In May, Crump returned to the spotlight, representing the family of Ahmaud Arbery, an unarmed black man who was shot to death while jogging in southeast Georgia by two white men chasing him in a truck. The shooters said they thought Arbery was responsible for a string of burglaries in the neighborhood. More than two months later, after a video of the fatal confrontation was made public, the Georgia Bureau of Investigation arrested Arbery’s killers on charges of murder and aggravated assault.

Meanwhile, the national media also began covering another of Crump’s cases, the fatal police shooting of Breonna Taylor, an emergency medical technician in Louisville, Ky. Using a “no knock” warrant, police entered Taylor’s apartment without warning and shot her as she stood in her underwear. She was unarmed. The warrant specified a suspect who didn’t live at Taylor’s home.

On a recent afternoon, Crump briefly interrupted a phone interview to take a call from U.S. Sen. Kamala Harris, a California Democrat, who was writing a letter to the Justice Department demanding a federal investigation of Taylor’s death.

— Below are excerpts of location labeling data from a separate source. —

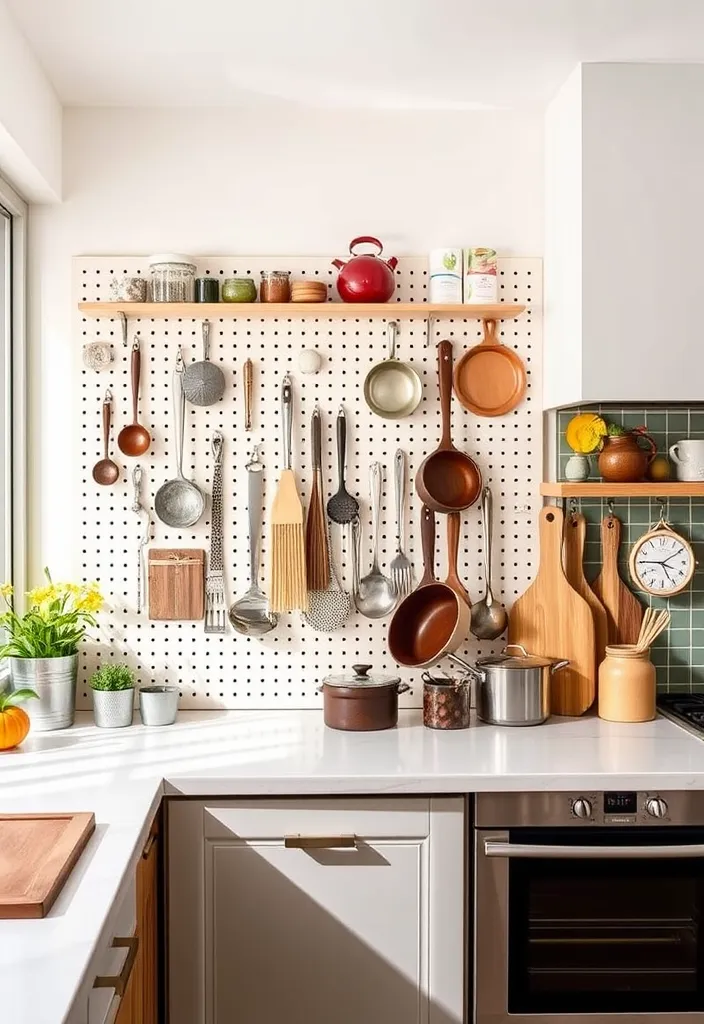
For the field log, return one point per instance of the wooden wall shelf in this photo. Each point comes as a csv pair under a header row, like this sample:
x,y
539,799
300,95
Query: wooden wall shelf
x,y
667,488
297,310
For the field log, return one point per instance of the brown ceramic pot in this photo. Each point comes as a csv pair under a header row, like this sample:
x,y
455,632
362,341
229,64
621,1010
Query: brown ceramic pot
x,y
359,702
624,460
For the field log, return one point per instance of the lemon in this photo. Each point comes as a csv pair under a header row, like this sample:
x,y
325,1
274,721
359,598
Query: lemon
x,y
584,432
660,468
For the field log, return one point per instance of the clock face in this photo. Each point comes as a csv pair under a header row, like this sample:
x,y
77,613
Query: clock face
x,y
662,563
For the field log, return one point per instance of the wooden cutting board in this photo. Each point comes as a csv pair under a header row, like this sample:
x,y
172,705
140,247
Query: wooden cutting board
x,y
624,612
552,620
37,854
573,560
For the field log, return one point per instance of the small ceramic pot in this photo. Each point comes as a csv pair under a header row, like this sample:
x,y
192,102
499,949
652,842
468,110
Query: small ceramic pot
x,y
238,290
158,705
623,460
577,468
113,709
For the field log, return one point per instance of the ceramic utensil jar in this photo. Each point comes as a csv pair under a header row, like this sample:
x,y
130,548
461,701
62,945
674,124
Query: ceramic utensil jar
x,y
359,702
626,685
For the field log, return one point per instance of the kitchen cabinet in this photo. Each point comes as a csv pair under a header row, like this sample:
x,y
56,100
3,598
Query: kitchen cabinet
x,y
307,910
146,972
624,163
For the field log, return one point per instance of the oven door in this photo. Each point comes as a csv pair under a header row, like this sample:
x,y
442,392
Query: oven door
x,y
583,925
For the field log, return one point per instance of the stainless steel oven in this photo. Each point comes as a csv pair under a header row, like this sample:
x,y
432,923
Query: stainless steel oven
x,y
589,905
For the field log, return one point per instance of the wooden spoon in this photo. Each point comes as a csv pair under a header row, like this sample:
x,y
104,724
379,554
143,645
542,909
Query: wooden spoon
x,y
105,472
134,439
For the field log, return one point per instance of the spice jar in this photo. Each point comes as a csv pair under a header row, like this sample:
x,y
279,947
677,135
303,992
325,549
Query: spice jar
x,y
275,286
626,685
445,702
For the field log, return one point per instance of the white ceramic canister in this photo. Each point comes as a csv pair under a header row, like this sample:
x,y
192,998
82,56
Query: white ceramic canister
x,y
445,267
688,457
481,282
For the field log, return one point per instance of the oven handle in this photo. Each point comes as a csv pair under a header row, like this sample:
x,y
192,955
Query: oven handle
x,y
494,849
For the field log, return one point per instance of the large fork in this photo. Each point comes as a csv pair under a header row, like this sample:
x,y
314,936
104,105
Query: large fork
x,y
215,583
401,568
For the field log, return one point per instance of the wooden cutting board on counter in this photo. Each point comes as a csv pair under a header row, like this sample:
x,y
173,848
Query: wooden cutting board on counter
x,y
552,620
573,559
624,612
37,854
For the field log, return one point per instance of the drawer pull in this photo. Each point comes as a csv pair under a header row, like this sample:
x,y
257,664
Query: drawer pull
x,y
120,981
149,843
319,842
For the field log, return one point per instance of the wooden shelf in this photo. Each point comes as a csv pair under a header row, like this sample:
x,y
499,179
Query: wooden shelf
x,y
649,488
297,310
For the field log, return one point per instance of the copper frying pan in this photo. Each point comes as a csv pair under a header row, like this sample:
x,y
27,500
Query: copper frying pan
x,y
448,480
434,620
489,379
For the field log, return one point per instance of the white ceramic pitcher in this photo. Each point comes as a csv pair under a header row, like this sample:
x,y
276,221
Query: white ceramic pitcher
x,y
688,457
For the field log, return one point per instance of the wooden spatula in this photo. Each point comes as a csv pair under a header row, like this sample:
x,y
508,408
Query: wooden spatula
x,y
624,612
573,560
552,620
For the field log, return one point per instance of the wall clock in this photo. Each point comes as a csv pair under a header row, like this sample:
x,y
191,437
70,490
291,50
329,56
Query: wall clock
x,y
661,561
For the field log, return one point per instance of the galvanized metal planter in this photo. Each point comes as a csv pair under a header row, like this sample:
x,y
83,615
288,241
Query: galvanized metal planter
x,y
53,679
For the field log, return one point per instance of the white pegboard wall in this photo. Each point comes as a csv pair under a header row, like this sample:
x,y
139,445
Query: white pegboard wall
x,y
284,668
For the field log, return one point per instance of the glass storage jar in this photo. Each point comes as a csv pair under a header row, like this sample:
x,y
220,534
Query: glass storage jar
x,y
173,278
275,286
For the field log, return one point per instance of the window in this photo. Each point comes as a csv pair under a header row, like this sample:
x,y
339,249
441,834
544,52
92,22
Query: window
x,y
12,404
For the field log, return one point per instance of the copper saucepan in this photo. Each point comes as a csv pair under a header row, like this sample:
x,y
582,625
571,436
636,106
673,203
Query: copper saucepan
x,y
448,480
434,620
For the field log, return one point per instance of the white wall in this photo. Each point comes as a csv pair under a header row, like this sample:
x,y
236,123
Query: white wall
x,y
266,182
30,119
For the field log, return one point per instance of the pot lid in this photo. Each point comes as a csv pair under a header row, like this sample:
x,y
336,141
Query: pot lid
x,y
359,677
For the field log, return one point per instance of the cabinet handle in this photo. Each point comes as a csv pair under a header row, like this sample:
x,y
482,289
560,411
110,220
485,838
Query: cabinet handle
x,y
319,842
149,843
120,981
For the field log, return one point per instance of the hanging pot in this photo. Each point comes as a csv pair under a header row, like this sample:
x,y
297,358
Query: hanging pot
x,y
365,278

Several days later, Crump emerged at the center of the George Floyd case in Minneapolis. Floyd, a 46-year-old black man whom police sought to arrest for suspected forgery, died on Memorial Day after a white officer, Derek Chauvin, pressed his knee into Floyd's neck for more than eight minutes. A video taken by a bystander showed Floyd crying out that he couldn’t breathe. The city moved quickly to fire Chauvin and three other officers who stood by but didn't immediately arrest them. As protests and civil unrest spread across the U.S., Chauvin initially was charged with third-degree murder. Nine days after Floyd's death, prosecutors raised Chauvin's charge to second-degree murder and arrested the other three officers. Crump, who represents the Floyd family, hailed the upgraded and additional charges as a bittersweet moment.